Let's fix an arbitrary point $p \in \Delta_n = \{(x_1, ..., x_n) \in \mathbb{R}^n \ : \ \sum_{i=1}^n x_i = 1 \}$
Could you help me prove that every point in a simplex $\Delta_n$ can be written as a convex combination of $p$ and $q \in C^{(p)} = \{ x \in \Delta_n \ : \ \exists i \in \text{supp}(p) : x_i = 0\}$?
It means that there exists $i \in supp(p)$ such that $q_i =0$.
So given any point $x=(x_1, ..., x_n)$ and any $p=(p_1, ..., p_n)$ it needs to be proved that there exists $q \in C^{(p)}$ such that $$x_k = \alpha p_k + (1- \alpha) q_k, \ \ k=1,...,n, \ \ \alpha \in [0,1]$$
I know that $\Delta \setminus C^{(p)}$ is a neighbourhood of $p$, but I doubt it can be useful here.
Could you help me with this?
It took a while to understand what you're actually asking. Am I right in translating the statement to:
Given points $x=(x_1,\ldots,x_n)$ and $p=(p_1,\ldots,p_n)$, there exists a point $q = (q_1,\ldots,q_n)$ such that
1) There exists $1\leq i\leq n$ such that $p_i \neq 0$ and $q_i=0$,
2) There exists $\alpha\in[0,1]$ for which $x=\alpha p + (1-\alpha) q$.
If that is the case, the first step in solving this, is to understand what $\{\alpha p + (1-\alpha) q \mid \alpha \in [0,1] \}$ actually looks like: this is the line segment between $p$ and $q$.
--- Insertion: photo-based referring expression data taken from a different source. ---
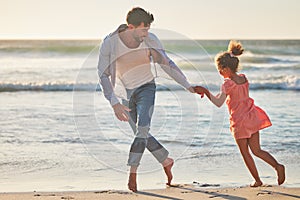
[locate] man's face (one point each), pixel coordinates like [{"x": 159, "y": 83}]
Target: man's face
[{"x": 140, "y": 32}]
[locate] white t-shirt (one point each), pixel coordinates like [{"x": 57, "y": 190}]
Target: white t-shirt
[{"x": 133, "y": 66}]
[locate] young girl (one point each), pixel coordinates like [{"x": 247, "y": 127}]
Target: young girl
[{"x": 246, "y": 119}]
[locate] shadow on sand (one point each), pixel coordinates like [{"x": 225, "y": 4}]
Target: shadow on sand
[{"x": 188, "y": 189}]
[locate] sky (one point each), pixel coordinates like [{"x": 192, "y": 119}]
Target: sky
[{"x": 195, "y": 19}]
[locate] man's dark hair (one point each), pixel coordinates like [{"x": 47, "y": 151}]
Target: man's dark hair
[{"x": 138, "y": 15}]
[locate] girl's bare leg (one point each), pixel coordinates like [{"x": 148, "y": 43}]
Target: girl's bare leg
[
  {"x": 244, "y": 149},
  {"x": 267, "y": 157}
]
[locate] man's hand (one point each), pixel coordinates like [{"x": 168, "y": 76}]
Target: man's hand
[
  {"x": 191, "y": 89},
  {"x": 200, "y": 90},
  {"x": 121, "y": 112}
]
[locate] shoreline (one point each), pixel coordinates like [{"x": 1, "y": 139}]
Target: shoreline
[{"x": 175, "y": 192}]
A next realisation that might be useful is what the boundary of $\Delta_n$ looks like: this is a collection $(n-1)$-simplices. If this isn't quite clear, think of a $2$-simplex, an equilateral triangle, and consider its boundary: this is a collection of three line segments of length 1, three $1$-simplices.
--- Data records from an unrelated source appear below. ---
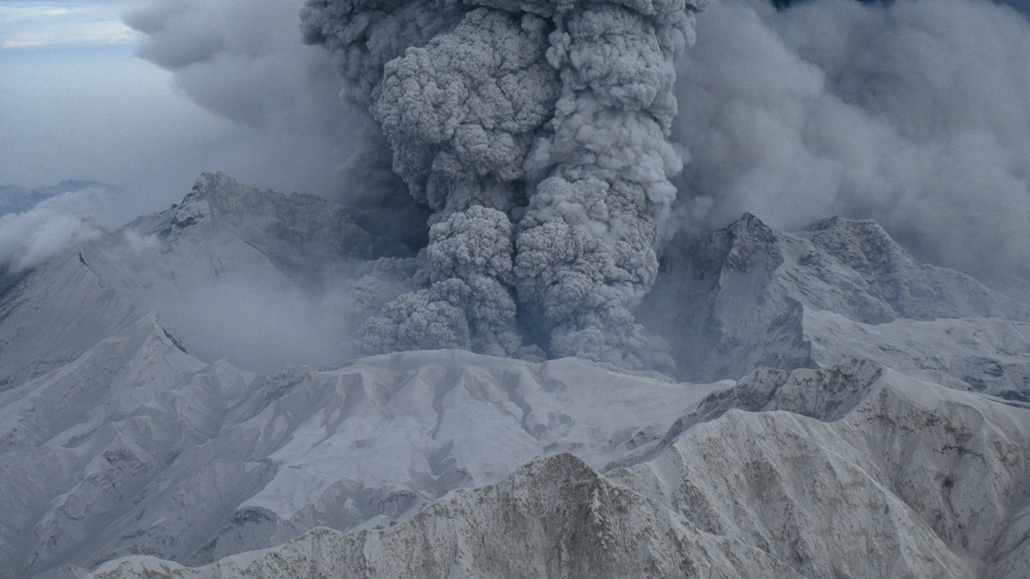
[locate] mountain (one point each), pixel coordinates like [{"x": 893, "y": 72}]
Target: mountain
[
  {"x": 905, "y": 479},
  {"x": 745, "y": 297},
  {"x": 137, "y": 418}
]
To be more precise, the boundary of $\Delta_n$ is $\partial\Delta_n = \{(x_1, ..., x_n) \in \mathbb{R}^n \ \mid \ \sum_{i=1}^n x_i = 1, \exists i: x_i = 0\}$. The requirement for two points $p$ and $q$ that there exists $i$ such that $p_i\neq 0$ and $q_i=0$ thus translates to the statement that there's (at least) one $(n-1)$-simplex in the boundary of $\Delta_n$ that contains $q$, but does not contain $p$.
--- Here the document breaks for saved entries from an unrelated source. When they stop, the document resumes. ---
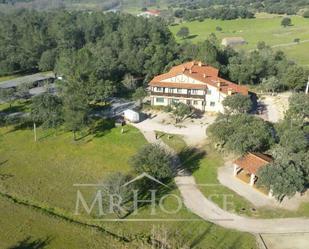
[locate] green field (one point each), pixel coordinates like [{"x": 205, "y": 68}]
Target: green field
[
  {"x": 264, "y": 28},
  {"x": 43, "y": 173}
]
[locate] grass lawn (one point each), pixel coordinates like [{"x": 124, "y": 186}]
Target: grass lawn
[
  {"x": 5, "y": 78},
  {"x": 27, "y": 228},
  {"x": 207, "y": 174},
  {"x": 176, "y": 142},
  {"x": 44, "y": 172},
  {"x": 266, "y": 29}
]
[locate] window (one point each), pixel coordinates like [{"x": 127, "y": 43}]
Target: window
[{"x": 160, "y": 100}]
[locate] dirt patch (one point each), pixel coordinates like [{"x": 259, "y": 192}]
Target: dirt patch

Combining the above remarks, we can now rephrase the original statement in a purely geometrical fashion:
Given points $x=(x_1,\ldots,x_n)$ and $p=(p_1,\ldots,p_n)$, there exists a point $q = (q_1,\ldots,q_n)$ such that
1G) There exists at least one $(n-1)$-simplex in the boundary of $\Delta_n$ that contains $q$ but does not contain $p$.
2G) The point $x$ lies on the line segment between $p$ and $q$.
Given the points $x$ and $p$ from the statement, we're now in a position to quite easily find a point $q$. First of all, if $x = p$, just do what the hell you like. If $p\neq x$, draw the line segment starting at $p$ through $x$ and 'consider where it leaves $\Delta_n$'. This is the point $q$ and I'm pretty sure you'll be able to figure out the loose ends from the above. If anything isn't clear, try picturing the situation in equilateral triangles and tetrahedra first.
Notice that I use a rather vague description at the end. This is to avoid writing 'find the point where this line hits the boundary', since that would be incorrect: if there's one boundary component that contains both $p$ and $x$, the entire line segment will lie within this boundary component. A more precise formulation would be: "Let $k\leq n$ be the smallest integer such that $p$ and $x$ lie in a common $k$-simplex in the boundary of $\Delta_n$. The point $q$ is the point on the half-line starting from $p$ through $x$ where $q$ lies in an $m$-simplex in the boundary of $\Delta_n$, where $m<k$." Given the formulation of the question, though, I've got the feeling that this is more complicated than required. If you've got some spare time to think about it, it might be worth it. I'd advise to start thinking about a tetrahedron (where the equilateral triangles at the sides are the 2-simplices in the boundary, the edges are the 1-simplices and the vertices the 0-simplices) having $p$ and $x$ in some of these lower-dimensional simplices.